A Word From Our Sponsor

Posted by Christopher Smith Sat, 11 Oct 2008 09:02:00 GMT

Okay, I’ve now finally updated to Typo 5.. I can’t say the experience was entirely painful. It turns out that “typo install” doesn’t migrate terribly well in a few nasty corner cases that I hit smack dab in the middle. The solution is to do a fresh typo install and then invoke the database migration manually with

RAILS_ENV=production db:migrate
.

The other problem I had was that the last migration script (071fixtags_naming.rb if you are curious) somehow failed (apparently some kind of issue with Ruby/Rails/ActiveRecord and Postgreql). Being comfortable with SQL but not comfortable with Rails, I just commented it out and then did the fix manually. Here is the magic SQL invocation I used for posterity:

 update tags set name = replace(name, '.', '_');

Other than the migration update, the new Typo does seem to be better and faster than the old one, although I really need to fool around with it at a time when I’m not ready to crash hard.

Migrating to Postgresql 1

Posted by Christopher Smith Sat, 09 Sep 2006 09:55:00 GMT

Yesterday, the blog got an error. Surprise, surprise, my concerns about SQLite seemed to be realized, as tracing through the error it seemed the database had gotten trapped in this locked state. Now, I’m sure if I had half a clue about SQLite or Rails I might have been able to figure this out and prevent it from happening again, but I know zip about the former and am very much in the early stages of learning about the latter. So, on the “least effort” principle, I decided to carry out that migration to Postgresql I had been wanting to do anyway.

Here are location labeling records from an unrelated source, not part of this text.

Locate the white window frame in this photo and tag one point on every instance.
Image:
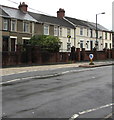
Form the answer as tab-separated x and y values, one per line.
81	31
25	38
60	32
15	25
15	41
55	31
46	29
26	27
5	24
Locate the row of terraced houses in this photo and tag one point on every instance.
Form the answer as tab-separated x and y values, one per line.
19	25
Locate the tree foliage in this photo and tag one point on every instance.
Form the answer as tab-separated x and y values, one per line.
46	42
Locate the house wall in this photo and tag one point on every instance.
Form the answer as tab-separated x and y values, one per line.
38	28
0	34
51	30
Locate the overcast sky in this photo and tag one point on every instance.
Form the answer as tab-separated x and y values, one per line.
80	9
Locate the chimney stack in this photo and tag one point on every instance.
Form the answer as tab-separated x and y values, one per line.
61	13
23	7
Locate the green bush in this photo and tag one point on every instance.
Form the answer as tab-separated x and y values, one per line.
46	42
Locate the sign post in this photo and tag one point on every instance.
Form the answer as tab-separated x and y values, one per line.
91	59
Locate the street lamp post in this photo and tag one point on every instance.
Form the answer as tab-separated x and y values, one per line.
96	43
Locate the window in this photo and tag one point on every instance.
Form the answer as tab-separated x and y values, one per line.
106	45
60	31
81	44
68	46
55	31
68	32
13	44
5	24
26	27
5	43
110	36
13	25
105	35
91	32
81	31
87	32
46	30
110	45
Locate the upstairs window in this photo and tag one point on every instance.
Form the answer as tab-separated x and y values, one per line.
55	31
46	30
26	27
13	25
5	24
60	31
81	31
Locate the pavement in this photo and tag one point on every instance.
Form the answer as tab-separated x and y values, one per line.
16	70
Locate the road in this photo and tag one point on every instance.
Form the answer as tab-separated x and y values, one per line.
59	93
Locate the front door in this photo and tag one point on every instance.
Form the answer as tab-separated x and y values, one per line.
12	44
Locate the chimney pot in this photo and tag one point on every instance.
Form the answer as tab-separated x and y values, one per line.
61	13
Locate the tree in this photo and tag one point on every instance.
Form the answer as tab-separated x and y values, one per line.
46	42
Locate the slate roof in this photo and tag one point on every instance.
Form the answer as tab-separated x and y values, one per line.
17	14
51	19
36	17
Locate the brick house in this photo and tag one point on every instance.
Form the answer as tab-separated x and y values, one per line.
19	25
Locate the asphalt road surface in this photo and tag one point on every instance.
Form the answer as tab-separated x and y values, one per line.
60	93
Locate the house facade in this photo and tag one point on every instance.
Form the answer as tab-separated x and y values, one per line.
19	25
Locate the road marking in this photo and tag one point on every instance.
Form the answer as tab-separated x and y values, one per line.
74	117
51	75
90	110
46	69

So, the first thing I had to do was figure out how to migrate the database over. There is probably a poorly documented way to do this through Typo or Rails, but since I wasn’t familiar with either, I just did it the ol’ database developer way. Fortunately, sqlite has a “.dump” command that seems to dump out the entire database as a series of SQL commands. I figured that the commands for creating a schema were not exactly what one should do for postgres, so I stripped them from the dump.

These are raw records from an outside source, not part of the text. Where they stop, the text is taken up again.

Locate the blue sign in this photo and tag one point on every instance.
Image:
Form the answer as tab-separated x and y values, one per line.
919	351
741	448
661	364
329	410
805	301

Next, I created a database and user in postgres for the blog, and updated the Typo database.yml to point to postgres. I then ran the schema script for postgres. All was looking good… then I ran the dump script to pull the SQLite data in to postgres. It turns out that the schema script sets up more than the table schemas: it also injects some data. This meant I had some duplicate records getting injected which violated various primary key constraints in the DB. Fortunately, everything got rolled back and I was easily able to remove the offending records from the database. With that the migration of the data was complete.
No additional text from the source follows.